Simple IRAs & Solo 401(k)’s

A SIMPLE IRA (or Savings Incentive Match Plan for Employees) is a savings incentive plan, which can be established by corporations, partnerships, LLC’s, sole-proprietors, and non-profit organizations. This type of plan cannot have more than 100 employees who earned at least $5,000 per calendar year. The employer must include employees who have earned at least $5,000 per calendar year in any 2 preceding years. Non-resident aliens may be excluded from participation (as in an LLC, where you may be a non-resident alien and be considered a valid member in the LLC).

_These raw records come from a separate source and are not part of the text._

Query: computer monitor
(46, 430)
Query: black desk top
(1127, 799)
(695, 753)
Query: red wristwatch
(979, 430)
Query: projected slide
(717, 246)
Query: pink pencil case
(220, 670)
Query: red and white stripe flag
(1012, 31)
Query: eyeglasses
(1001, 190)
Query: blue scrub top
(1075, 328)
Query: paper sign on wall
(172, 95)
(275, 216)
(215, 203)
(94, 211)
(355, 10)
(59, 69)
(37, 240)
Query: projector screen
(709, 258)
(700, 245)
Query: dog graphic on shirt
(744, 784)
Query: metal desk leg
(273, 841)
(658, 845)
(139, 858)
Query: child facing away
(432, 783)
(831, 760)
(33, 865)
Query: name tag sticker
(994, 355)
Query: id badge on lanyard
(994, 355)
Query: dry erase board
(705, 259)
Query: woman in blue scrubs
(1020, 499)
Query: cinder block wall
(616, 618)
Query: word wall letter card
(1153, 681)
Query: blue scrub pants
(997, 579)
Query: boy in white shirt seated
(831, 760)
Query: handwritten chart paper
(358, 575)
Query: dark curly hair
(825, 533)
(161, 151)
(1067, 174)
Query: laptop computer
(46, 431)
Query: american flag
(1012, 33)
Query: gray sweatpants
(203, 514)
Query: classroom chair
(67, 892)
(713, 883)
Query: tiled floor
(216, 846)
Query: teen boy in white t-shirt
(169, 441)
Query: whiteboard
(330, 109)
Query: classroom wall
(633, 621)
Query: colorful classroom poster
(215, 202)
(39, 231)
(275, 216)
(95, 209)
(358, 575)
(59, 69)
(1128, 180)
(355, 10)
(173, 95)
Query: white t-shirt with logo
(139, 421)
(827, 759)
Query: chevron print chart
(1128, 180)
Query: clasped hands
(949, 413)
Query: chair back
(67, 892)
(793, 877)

Maximum salary reductions in 2023 is $15,500, and if you are age 50 or over, additional “catch-up” salary reductions of $3,500 for these years may also be made (total of $19,000).

This type of plan must be established by October 1 of the current plan year, and are funded through year-end December 31 through payroll deductions by employee and matchings by the employer.

A SOLO 401K is simply a 401K for a single business owner/employee. This one is a  “winner”: the costs of establishment and maintenance are low. Elective deferrals up to 100% of your compensation (or earned net income for those self-employed) up to an annual contribution limit of $22,500 in 2023, (or $30,000 in 2023 if age 50 or over); PLUS employer nonelective contributions up to 25% of compensation as defined by the plan, (or for self-employed’s, you must make a special computation to figure the maximum amount of elective deferrals and nonelective contributions you can make for yourself. When figuring the contribution, compensation is your “earned income,” which is defined as net earnings from self-employment after deducting both the one-half of your self-employment tax, and contributions made for yourself). This can result in a maximum of $66,000 for 2023, up to 100% of your compensation (plus $7,500, or $73,500 if over age 50).

This type of plan must be established by December 31 (calendar year business) of the current plan year (but can be funded up until March 15th, or the extended due date of September 15th for corporations and LLC’s).